Mostly overlooked in Kanye West‘s recent interview with seminal hip hop station Hot 97, in amongst stories about Chuck-E-Cheese and an endorsement of baller Stephen Curry is the revelation, from ‘Ye himself, that he is ‘completely boring’.
According to him he’s really boring and just goes to the studio every day. Paraphrasing Drake, Yeezy said he was ‘running through the ‘burbs with no woes’. Apparently not the outrageous superstar we all know and cherish.
Wake up Mr. West.
You’re possibly the biggest artist on the planet. Your wife just rented you the Staples Centre to play a game of pick up basketball for your birthday. You regularly interrupt awards shows and call out the president on national television. Your biggest regret in life is never having the privilege of watching yourself live. Your idea of a Tweet is this:
You’re a man who once rapped ‘mayonnaise coloured Benz, I push Miracle Whips’. A man who styled himself as the ‘fly Malcolm X, buy any jeans necessary’. Who bragged about being in ‘pussy so deep I coulda drowned twice’. With a passing interest in Egyptology, who, when you’re not drowning in pussy, you’re putting it in a sarcophagus. Who allegedly received ‘so much head’ that you ‘woke up in Sleepy Hollow’.

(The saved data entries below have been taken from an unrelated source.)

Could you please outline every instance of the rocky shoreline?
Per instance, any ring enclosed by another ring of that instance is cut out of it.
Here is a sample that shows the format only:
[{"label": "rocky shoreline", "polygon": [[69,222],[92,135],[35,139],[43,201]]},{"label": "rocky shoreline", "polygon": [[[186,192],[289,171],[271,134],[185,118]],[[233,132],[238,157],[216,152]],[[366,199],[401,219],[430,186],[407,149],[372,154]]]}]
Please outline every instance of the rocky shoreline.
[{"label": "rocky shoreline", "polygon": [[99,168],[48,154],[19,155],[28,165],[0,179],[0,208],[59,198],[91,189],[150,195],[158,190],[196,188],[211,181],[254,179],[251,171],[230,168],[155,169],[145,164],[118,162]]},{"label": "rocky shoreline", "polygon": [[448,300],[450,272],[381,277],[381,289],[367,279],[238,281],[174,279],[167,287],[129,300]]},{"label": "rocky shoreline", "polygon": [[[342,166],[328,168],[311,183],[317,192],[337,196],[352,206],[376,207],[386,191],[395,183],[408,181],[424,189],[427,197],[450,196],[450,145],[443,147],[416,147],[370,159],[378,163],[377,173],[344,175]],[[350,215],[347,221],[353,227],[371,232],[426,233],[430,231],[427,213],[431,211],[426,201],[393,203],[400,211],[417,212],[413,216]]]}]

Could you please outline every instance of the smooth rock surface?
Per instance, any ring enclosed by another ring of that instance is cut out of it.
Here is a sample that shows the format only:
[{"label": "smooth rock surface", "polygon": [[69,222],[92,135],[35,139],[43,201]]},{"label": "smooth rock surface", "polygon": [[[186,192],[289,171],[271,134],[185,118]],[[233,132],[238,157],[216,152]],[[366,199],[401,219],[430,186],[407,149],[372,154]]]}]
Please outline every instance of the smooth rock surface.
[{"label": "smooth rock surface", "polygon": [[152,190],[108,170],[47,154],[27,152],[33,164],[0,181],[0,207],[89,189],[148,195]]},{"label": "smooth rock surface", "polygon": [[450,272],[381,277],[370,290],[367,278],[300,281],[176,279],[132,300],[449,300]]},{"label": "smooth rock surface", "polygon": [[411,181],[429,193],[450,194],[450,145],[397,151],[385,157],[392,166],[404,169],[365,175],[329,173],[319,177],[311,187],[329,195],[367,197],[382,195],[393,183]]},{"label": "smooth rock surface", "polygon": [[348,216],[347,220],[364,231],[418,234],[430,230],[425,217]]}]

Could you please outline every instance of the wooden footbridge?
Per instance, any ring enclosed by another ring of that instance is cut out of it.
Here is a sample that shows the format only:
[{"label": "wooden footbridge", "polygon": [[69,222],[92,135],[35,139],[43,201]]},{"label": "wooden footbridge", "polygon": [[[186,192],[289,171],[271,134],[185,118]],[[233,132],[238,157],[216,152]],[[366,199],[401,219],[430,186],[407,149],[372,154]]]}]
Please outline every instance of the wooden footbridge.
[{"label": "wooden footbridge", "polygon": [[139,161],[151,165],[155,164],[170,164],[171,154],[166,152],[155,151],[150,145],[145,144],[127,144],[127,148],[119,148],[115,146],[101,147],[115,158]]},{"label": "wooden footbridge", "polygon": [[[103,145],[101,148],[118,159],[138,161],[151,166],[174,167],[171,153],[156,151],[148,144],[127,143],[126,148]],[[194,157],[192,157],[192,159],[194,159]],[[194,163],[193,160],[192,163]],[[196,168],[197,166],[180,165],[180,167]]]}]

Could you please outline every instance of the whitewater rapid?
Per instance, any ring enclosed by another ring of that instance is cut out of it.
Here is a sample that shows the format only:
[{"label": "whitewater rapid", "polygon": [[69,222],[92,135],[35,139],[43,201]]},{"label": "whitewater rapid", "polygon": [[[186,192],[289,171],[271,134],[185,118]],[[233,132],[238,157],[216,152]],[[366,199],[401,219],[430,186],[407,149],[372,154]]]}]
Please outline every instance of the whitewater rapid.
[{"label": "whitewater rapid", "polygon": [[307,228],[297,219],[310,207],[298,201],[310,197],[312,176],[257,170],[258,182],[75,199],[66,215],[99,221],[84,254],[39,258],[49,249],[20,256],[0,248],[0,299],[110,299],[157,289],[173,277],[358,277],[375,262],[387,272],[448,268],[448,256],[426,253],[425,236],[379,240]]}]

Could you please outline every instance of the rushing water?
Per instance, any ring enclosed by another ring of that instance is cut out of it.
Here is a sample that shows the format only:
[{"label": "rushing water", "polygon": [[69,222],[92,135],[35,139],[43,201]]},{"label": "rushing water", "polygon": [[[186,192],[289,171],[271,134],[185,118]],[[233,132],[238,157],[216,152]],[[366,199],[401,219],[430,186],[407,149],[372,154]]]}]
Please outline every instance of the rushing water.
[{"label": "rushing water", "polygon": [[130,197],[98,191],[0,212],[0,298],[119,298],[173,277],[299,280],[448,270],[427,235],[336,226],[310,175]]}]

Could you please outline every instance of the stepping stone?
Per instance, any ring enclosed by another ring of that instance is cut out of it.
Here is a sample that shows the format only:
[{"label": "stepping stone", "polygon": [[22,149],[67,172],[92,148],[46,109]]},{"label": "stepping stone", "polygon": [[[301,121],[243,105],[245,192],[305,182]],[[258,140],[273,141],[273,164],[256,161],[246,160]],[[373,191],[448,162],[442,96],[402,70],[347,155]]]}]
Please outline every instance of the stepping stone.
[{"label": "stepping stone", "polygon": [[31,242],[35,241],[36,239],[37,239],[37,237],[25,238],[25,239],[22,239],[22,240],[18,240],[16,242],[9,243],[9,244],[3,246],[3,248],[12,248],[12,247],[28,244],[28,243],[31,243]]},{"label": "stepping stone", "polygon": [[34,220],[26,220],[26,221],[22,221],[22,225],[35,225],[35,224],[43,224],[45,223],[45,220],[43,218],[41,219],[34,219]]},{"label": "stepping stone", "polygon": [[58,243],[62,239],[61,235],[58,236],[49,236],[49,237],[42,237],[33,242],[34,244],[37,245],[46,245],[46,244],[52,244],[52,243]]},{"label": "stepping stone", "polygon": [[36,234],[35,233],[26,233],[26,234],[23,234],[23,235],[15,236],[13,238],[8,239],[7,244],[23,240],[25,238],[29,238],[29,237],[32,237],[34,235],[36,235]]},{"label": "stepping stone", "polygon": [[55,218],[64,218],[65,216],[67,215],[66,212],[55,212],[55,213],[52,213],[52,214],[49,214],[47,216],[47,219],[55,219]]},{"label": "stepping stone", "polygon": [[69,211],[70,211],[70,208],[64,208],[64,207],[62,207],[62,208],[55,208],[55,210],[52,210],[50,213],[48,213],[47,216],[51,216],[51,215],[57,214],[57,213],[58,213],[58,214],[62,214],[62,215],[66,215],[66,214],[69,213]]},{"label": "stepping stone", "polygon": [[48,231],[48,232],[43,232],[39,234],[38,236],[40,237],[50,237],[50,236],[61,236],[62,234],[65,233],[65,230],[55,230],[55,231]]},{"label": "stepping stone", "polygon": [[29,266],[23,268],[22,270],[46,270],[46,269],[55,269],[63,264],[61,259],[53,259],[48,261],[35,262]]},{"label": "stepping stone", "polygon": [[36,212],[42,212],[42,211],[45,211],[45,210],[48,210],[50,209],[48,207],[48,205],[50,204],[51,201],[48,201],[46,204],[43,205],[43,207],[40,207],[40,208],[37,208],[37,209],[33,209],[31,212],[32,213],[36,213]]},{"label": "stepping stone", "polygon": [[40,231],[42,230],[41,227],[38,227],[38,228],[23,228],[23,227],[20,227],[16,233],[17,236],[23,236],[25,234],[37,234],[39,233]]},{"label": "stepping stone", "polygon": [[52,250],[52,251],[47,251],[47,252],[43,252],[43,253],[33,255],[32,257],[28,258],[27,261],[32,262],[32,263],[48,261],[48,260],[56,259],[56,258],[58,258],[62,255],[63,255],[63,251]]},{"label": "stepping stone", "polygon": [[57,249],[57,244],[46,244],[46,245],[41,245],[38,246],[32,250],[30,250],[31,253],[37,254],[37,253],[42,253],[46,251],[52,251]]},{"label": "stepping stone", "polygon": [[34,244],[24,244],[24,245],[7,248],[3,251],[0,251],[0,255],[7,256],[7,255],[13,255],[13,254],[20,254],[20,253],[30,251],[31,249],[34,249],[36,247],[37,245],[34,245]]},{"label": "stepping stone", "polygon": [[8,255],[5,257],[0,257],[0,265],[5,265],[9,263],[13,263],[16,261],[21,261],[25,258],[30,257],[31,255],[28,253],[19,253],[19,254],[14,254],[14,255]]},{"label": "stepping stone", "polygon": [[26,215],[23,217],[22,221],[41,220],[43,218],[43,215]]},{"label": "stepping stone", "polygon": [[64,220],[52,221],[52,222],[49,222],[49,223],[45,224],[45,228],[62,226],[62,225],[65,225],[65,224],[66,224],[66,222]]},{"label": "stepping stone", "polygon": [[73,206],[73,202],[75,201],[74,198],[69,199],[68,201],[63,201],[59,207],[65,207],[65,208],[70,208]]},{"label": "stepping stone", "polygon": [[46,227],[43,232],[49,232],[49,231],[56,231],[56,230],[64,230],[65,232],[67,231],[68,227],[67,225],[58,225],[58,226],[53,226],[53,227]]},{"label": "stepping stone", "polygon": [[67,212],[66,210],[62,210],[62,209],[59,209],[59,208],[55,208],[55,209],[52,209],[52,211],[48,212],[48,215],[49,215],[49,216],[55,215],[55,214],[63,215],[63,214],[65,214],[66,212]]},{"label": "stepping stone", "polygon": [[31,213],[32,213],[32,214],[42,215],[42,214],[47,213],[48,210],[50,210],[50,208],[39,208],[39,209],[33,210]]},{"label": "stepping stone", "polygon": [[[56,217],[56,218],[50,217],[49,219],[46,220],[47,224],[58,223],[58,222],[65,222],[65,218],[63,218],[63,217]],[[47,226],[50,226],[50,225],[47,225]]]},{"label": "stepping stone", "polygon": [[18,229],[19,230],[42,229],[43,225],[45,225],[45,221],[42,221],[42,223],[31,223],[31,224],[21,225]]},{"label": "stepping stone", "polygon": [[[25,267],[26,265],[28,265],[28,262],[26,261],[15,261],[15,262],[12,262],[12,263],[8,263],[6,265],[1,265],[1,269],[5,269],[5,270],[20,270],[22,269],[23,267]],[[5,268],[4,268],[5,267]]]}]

You’re a man who sees himself as a superhero with theme music composed entirely of ‘screams from the haters’. Kanye, you are a man who is apparently on first name terms with our Lord and Saviour. Someone who is so money-ful that he could buy his way to heaven but would prefer to spend that amount on a single piece of neck jewellery.
Don’t give me this crap about boring, Kanye. Don’t even.